It is known that cell migration is correlated with FA dynamics, i.e. cell motion direction is controlled by the FA spatial distribution and turn over. Cell migration is one of the important biological processes that are regulated by ECM-cell interaction35,62,63: it is fundamental for embryogenesis, development and for many other physiological processes such as tissue renewal or immune response. Migration is also pivotal for pathogenic processes (e.g. cancer), and tissue repair after injury. Controlled migration would be particularly desirable with stem cells in order to drive injected cells as rapidly as possible towards their target position. We showed that NGs do not strongly affect global migration parameters (path and speed), but can control movement direction. This property is consistent with previous studies with other cell types (e.g. fibroblasts) on similar anisotropic substrates32,64. We observed that on FLAT samples cells freely move in two dimensions, while on NGs their motion is confined along the pattern direction. This effect is tuned by pattern noise. For noise levels above 40%, the substrates are ineffective in directing cell motion.

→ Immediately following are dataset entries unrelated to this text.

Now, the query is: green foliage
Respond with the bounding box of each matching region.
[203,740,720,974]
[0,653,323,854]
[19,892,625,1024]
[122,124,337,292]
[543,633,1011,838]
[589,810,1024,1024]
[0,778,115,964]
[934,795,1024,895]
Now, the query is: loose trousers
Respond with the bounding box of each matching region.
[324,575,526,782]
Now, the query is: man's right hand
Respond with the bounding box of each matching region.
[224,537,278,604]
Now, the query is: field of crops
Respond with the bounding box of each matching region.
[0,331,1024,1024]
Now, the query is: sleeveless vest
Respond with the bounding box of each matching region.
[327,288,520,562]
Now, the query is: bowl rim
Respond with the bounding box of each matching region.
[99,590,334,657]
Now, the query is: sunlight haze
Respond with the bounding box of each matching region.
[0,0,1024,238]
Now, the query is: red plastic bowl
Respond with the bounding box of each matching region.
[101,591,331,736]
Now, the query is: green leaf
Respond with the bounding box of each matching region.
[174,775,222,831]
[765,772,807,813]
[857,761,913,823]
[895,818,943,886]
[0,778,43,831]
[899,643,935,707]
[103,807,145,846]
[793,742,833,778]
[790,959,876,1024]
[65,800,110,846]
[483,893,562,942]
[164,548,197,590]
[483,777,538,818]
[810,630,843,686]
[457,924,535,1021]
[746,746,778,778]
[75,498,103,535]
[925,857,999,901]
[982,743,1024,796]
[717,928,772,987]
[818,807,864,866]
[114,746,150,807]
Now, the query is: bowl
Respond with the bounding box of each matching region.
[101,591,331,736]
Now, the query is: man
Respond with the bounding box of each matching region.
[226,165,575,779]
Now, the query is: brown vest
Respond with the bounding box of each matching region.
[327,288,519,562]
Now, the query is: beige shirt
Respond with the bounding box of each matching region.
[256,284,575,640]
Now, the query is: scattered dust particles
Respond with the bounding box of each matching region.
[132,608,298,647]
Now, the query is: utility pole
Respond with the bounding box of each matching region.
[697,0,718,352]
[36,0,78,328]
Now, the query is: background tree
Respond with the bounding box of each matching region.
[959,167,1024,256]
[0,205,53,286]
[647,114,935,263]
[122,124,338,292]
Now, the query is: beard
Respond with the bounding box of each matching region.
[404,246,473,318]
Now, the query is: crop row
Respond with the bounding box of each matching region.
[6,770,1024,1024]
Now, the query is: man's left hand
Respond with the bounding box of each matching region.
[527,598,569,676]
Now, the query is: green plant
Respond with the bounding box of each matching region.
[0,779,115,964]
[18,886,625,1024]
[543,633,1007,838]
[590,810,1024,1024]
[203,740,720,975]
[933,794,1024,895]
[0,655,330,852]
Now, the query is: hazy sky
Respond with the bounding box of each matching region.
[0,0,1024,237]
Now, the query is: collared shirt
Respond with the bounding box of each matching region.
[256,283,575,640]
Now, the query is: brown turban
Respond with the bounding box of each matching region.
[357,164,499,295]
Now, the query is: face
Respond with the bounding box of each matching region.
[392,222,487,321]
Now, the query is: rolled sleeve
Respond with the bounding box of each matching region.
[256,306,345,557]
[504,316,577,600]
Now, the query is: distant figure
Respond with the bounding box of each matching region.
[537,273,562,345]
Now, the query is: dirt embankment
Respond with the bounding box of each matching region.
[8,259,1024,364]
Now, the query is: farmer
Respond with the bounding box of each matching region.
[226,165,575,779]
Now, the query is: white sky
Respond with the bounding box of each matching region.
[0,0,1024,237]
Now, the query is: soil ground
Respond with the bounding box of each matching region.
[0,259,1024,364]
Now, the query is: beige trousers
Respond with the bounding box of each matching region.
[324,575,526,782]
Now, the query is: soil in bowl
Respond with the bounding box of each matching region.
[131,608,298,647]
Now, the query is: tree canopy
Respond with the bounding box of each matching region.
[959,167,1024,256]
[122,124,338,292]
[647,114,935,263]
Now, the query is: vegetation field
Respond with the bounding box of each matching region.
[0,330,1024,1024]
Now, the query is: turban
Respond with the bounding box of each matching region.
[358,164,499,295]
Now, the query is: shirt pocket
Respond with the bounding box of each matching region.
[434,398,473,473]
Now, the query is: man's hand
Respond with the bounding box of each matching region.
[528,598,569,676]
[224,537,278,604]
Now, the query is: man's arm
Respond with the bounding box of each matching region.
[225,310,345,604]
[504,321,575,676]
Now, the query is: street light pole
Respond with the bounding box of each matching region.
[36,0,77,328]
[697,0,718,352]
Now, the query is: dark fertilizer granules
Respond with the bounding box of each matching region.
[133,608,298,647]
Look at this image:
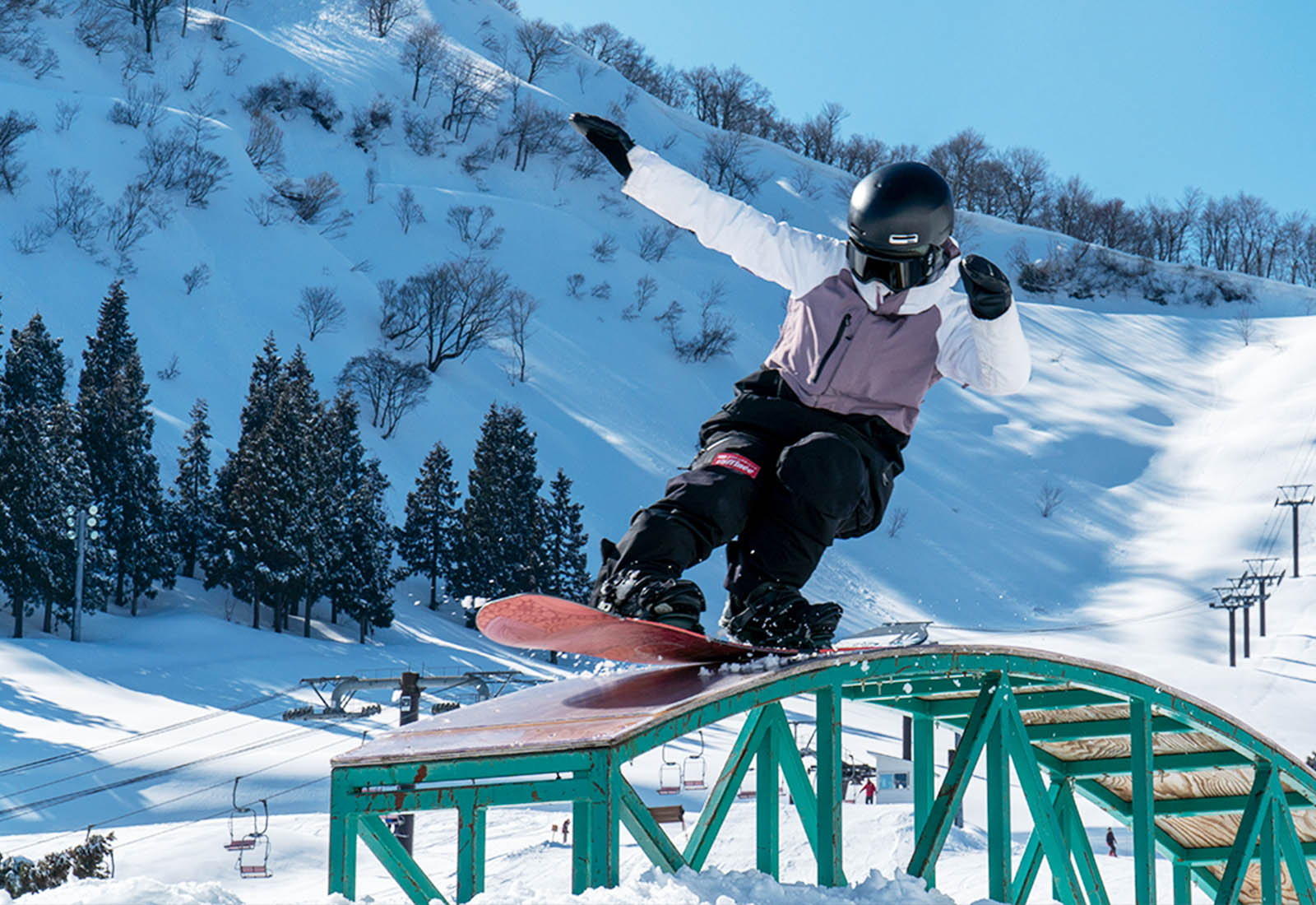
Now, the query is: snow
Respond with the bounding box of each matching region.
[0,0,1316,905]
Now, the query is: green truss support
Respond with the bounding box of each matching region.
[321,646,1316,905]
[619,779,687,874]
[357,814,447,905]
[1129,698,1156,905]
[987,720,1012,903]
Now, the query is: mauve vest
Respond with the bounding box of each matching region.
[765,268,941,434]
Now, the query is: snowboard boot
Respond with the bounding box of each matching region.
[720,582,842,651]
[590,540,704,633]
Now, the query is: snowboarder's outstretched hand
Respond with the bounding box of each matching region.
[959,255,1011,321]
[571,114,636,179]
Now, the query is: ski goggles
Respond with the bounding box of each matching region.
[845,239,946,292]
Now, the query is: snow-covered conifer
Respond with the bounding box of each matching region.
[393,443,461,609]
[540,468,591,602]
[77,281,174,615]
[452,405,544,597]
[169,398,219,578]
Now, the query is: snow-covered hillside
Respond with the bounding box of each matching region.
[0,0,1316,903]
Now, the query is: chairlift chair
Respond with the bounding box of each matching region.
[680,729,708,789]
[239,833,274,880]
[224,776,274,880]
[224,776,270,851]
[658,743,684,795]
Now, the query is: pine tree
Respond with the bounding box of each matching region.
[327,393,393,643]
[393,443,461,609]
[540,468,591,601]
[0,314,97,638]
[77,281,174,615]
[202,333,283,629]
[452,405,542,597]
[169,398,219,578]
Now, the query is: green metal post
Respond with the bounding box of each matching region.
[1055,782,1110,905]
[329,769,357,900]
[911,713,937,888]
[684,703,785,870]
[814,685,845,887]
[1173,859,1193,905]
[571,794,591,896]
[906,674,1000,879]
[1000,680,1083,905]
[456,789,484,903]
[987,720,1012,903]
[357,814,447,905]
[1216,760,1272,905]
[754,725,773,880]
[1261,801,1281,905]
[1129,697,1156,905]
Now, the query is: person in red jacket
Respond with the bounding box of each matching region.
[571,114,1031,650]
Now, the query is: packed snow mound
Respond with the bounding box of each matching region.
[471,867,985,905]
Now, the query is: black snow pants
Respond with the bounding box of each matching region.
[617,369,908,598]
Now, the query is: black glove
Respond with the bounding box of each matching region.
[959,255,1011,321]
[571,114,636,179]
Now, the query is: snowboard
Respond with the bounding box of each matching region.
[475,593,928,664]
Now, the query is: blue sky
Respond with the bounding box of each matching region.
[520,0,1316,217]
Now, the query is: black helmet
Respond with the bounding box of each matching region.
[846,162,956,292]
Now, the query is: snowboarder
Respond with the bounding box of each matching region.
[571,114,1029,650]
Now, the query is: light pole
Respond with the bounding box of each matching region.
[64,505,100,641]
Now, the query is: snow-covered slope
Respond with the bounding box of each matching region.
[0,0,1316,901]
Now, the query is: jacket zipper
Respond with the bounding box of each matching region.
[809,313,850,383]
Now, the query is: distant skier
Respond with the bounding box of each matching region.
[571,114,1029,648]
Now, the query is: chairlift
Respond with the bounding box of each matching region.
[680,729,708,789]
[658,742,684,795]
[224,776,274,880]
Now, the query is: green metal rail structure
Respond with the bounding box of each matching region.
[321,644,1316,905]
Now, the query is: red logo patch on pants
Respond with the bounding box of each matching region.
[712,452,759,477]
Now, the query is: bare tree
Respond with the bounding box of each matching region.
[183,263,211,295]
[507,290,540,383]
[100,0,175,55]
[516,18,568,84]
[999,147,1050,224]
[105,182,169,262]
[379,258,508,371]
[1033,483,1064,518]
[590,233,617,264]
[360,0,416,38]
[298,285,347,342]
[399,22,447,103]
[447,204,505,257]
[246,114,283,172]
[109,81,169,129]
[702,132,767,200]
[338,349,430,439]
[500,97,564,169]
[0,110,37,195]
[392,187,425,234]
[443,54,503,142]
[800,101,849,165]
[44,167,105,251]
[640,224,680,263]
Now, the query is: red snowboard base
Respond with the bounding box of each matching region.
[475,595,799,663]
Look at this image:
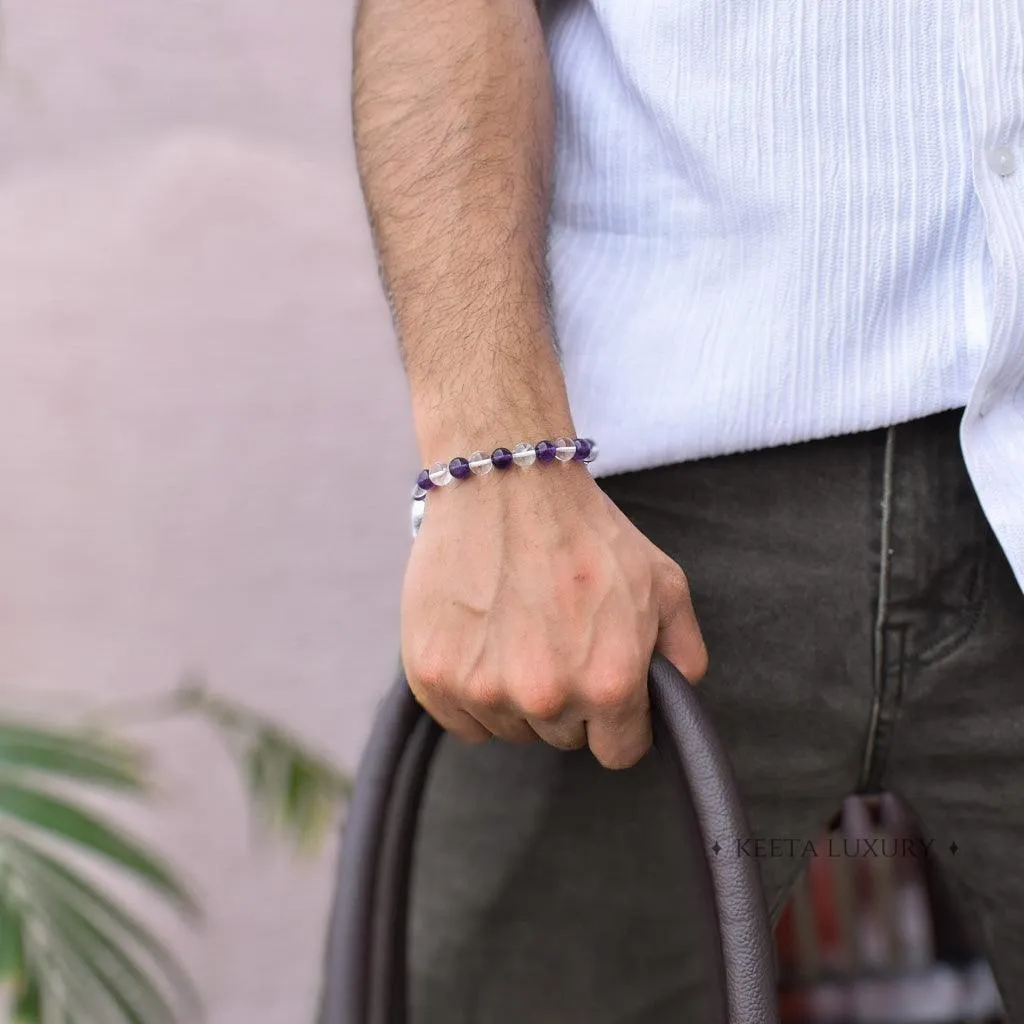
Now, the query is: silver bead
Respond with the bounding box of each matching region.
[430,462,452,487]
[555,437,575,462]
[512,441,537,466]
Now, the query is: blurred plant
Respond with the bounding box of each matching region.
[0,680,349,1024]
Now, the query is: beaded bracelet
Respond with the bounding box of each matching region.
[413,437,598,538]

Moreover we observed that noise interferes dramatically with NG topographical stimuli and does lead to loss of alignment. In order to better quantify the impact of noise on alignment and cell migration, we introduced a different parameter, δ based on the concept of substrate directionality (see Material and Methods, Eq. 1). δ measures the degree of directionality fed to cells, which is a function not only of surface geometrical properties, but also of the actual cell sensing area [δ = δ(A,p); where A and p are the average cell area and nanomodification (NM) density, respectively]. Note that δ is not an intrinsic substrate characteristic, but it depends on the biological system under consideration. Figure S6 shows δ = δ(AWJ-hMSC,p) calculated according to Eq. 1, with AWJ-hMSC = 3421 μm2 (i.e. the WJ-hMSC average area measured in our experiments) as a function of p. δ monotonically decreases with p, but with a marked non-linear behavior: δ reduces by 42% when the noise increases from 0 to 20%, but this effect rapidly saturates and further increase of p from 20% to 80% leads to a reduction in δ by only 8%. This shows that a significant variation in WJ-hMSC reaction to guiding substrates is already produced by a small amount of noise.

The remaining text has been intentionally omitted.